Musk floats battery gigamine idea, again
Insane lithium prices pushes Tesla boss to look into mining Metal Tech News - April 11, 2022
Last updated 4/26/2022 at 4:46am
Tesla CEO Elon Musk has thus far focused the automaker's efforts on manufacturing electric vehicles and the lithium-ion batteries that power them. This could change as a shortage of the minerals and metals critical to lithium batteries threatens to slow production and drive up the costs of EVs.
"Price of lithium has gone to insane levels!" Musk tweeted on April 8. "Tesla might actually have to get into the mining & refining directly at scale, unless costs improve."
In a little over 15 months, the price for a metric ton of battery-grade lithium has rocketed more than 1,000%, from around US$7,000 at the onset of 2021 to current levels of around US$78,000.
And lithium is not the only battery material to experience major prices spikes in this nascent stage of the EV revolution.
Benchmark Minerals Intelligence, considered the foremost authority on lithium battery supply chains, says the price of nickel has jumped 250%, cobalt and manganese have doubled, and graphite is up more than 25% since January 2020.
The escalating price of these basic inputs into the lithium battery supply chain is a concern for Tesla and other automakers attempting to lower the costs of manufacturing EV batteries to a point where the price tag on electric cars and trucks is on par with comparable internal combustion engine vehicles. It is the supply and demand imbalance that these price surges indicate, however, that is a larger worry for Musk.

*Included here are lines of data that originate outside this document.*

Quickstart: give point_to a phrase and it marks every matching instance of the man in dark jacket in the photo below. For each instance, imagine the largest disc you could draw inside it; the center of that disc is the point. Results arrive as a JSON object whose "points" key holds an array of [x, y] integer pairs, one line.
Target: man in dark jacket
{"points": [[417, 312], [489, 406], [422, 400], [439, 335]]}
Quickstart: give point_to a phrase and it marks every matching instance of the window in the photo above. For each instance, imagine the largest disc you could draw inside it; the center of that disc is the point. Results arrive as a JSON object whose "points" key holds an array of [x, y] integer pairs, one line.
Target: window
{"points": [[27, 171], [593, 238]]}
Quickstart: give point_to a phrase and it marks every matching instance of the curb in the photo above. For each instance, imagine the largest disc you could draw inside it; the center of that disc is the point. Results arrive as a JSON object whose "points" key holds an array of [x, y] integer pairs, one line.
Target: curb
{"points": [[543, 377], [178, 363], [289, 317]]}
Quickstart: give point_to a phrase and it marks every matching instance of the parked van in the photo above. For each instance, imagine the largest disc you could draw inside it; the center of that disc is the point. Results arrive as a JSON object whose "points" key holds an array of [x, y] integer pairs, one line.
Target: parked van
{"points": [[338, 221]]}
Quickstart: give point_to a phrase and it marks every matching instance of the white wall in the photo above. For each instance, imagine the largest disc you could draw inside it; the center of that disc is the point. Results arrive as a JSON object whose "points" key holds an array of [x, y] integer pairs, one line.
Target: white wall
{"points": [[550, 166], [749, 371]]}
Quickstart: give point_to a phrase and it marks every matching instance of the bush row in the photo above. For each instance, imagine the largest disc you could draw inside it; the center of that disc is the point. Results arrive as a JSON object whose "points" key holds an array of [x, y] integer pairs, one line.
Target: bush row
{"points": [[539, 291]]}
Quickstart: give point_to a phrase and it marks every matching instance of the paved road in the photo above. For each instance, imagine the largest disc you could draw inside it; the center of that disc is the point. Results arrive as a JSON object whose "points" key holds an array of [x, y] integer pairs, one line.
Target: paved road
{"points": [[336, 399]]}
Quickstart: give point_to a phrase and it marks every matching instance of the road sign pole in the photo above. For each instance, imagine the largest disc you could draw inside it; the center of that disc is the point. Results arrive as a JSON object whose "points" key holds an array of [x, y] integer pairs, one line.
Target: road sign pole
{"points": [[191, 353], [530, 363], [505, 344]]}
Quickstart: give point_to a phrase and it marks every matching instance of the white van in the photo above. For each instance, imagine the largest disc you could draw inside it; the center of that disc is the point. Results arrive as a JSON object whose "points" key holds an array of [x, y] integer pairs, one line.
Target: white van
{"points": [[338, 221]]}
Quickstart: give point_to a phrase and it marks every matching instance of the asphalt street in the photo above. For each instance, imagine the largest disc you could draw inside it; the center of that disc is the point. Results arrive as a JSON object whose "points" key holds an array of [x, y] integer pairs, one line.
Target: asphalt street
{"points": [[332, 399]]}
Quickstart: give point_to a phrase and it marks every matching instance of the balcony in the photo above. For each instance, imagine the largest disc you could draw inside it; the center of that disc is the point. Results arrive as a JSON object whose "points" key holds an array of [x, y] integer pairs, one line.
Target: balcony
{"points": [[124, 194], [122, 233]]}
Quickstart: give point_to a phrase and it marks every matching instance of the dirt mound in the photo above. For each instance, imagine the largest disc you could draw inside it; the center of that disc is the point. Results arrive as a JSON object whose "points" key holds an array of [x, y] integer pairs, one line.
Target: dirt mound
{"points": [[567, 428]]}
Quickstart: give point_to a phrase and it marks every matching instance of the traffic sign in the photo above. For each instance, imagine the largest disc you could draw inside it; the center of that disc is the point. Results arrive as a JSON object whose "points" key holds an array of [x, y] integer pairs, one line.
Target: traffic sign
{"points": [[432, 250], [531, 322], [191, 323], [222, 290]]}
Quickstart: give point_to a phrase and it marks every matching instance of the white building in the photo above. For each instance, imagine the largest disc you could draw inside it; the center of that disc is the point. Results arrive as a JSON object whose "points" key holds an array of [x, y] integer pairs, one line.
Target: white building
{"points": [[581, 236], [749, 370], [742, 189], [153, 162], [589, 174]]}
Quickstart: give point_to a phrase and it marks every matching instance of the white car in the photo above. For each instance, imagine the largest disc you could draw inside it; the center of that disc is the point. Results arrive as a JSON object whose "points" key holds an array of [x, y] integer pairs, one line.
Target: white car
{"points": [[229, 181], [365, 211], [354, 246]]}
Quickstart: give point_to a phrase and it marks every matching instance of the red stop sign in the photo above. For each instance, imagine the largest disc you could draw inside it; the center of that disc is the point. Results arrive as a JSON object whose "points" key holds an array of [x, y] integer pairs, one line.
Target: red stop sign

"There is no shortage of the elements, as lithium is almost everywhere on Earth, but pace of extraction/refinement is slow," he tweeted.
The tweet came on the same day as the "Cyber Rodeo" grand opening of Gigafactory Texas, an automotive plant near Austin that will also house an enormous battery factory that will need massive quantities of lithium and other battery materials.
Unfortunately, even if Musk decides to expand Tesla into the mining business today, it will l take time to permit and develop a gigamine, and time is another commodity that is in short supply for EV automakers.
Benchmark has long been warning of lithium battery material shortfalls and price spikes if the automotive original equipment manufacturers, governments, and financial institutions did not invest early into the mines that feed minerals and metals into the EV supply chains.
The United Kingdom-based battery supply chain analyst has watched global lithium battery production surge from 59 gigawatt-hours in 2015 to 400 GWh in 2021 – and is forecasting a 50% leap to 600 GWh this year.
With at least 285 battery gigafactories in various stages of planning and construction, Benchmark foresees even sharper battery production rises on the horizon, as long as the mining sector can feed enough minerals and metals into the lithium-ion battery supply chains.
This, however, is a tall order for an industry that moves on geological timescales in comparison to the lightspeed expansion of the downstream EV sector.
Benchmark Mineral Intelligence CEO Simon Moores and Morgan Bazilian, director of the Payne Institute and professor of public policy at the Colorado School of Mines, believe that automakers will need to directly support mining with their financial wherewithal and political clout in order to feed the battery factories powering their EV ambitions.
"Big talk on EVs must now mean equally as big statements on mining," the battery minerals and policy experts penned in an April 8 editorial directed at automakers. "After all, a gigafactory without secure raw materials is as useful to an OEM (original equipment manufacturer) as a grain silo."
Musk has long realized that Tesla may be required to get into the mining business.
"We might get into the mining business. I don't know," the EV pioneer said in 2019. "We'll do whatever we have to ensure that we can scale at the fastest rate possible."
So far, however, the electric automaker has only been indirectly linked to mining through offtake agreements and other partnerships aimed at securing battery materials from companies that are and hope to be producing them.
General Motors, Volkswagen, BMW, and other automakers have also entered into deals to secure cobalt, graphite, lithium, and nickel from mining companies but have been hesitant to roll up their sleeves and directly dig up these minerals and metals themselves.
While understanding this reluctance, Moores and Bazilian advise automakers that "to have the ultimate sway of industrial power you need to own the mines, in part or in full."
Musk's April 8 tweet suggests the EV trailblazer agrees. However, we will have to wait and see if Tesla is ready to develop gigamines and gigarefineries at the front end of the electric automaker's global supply chains.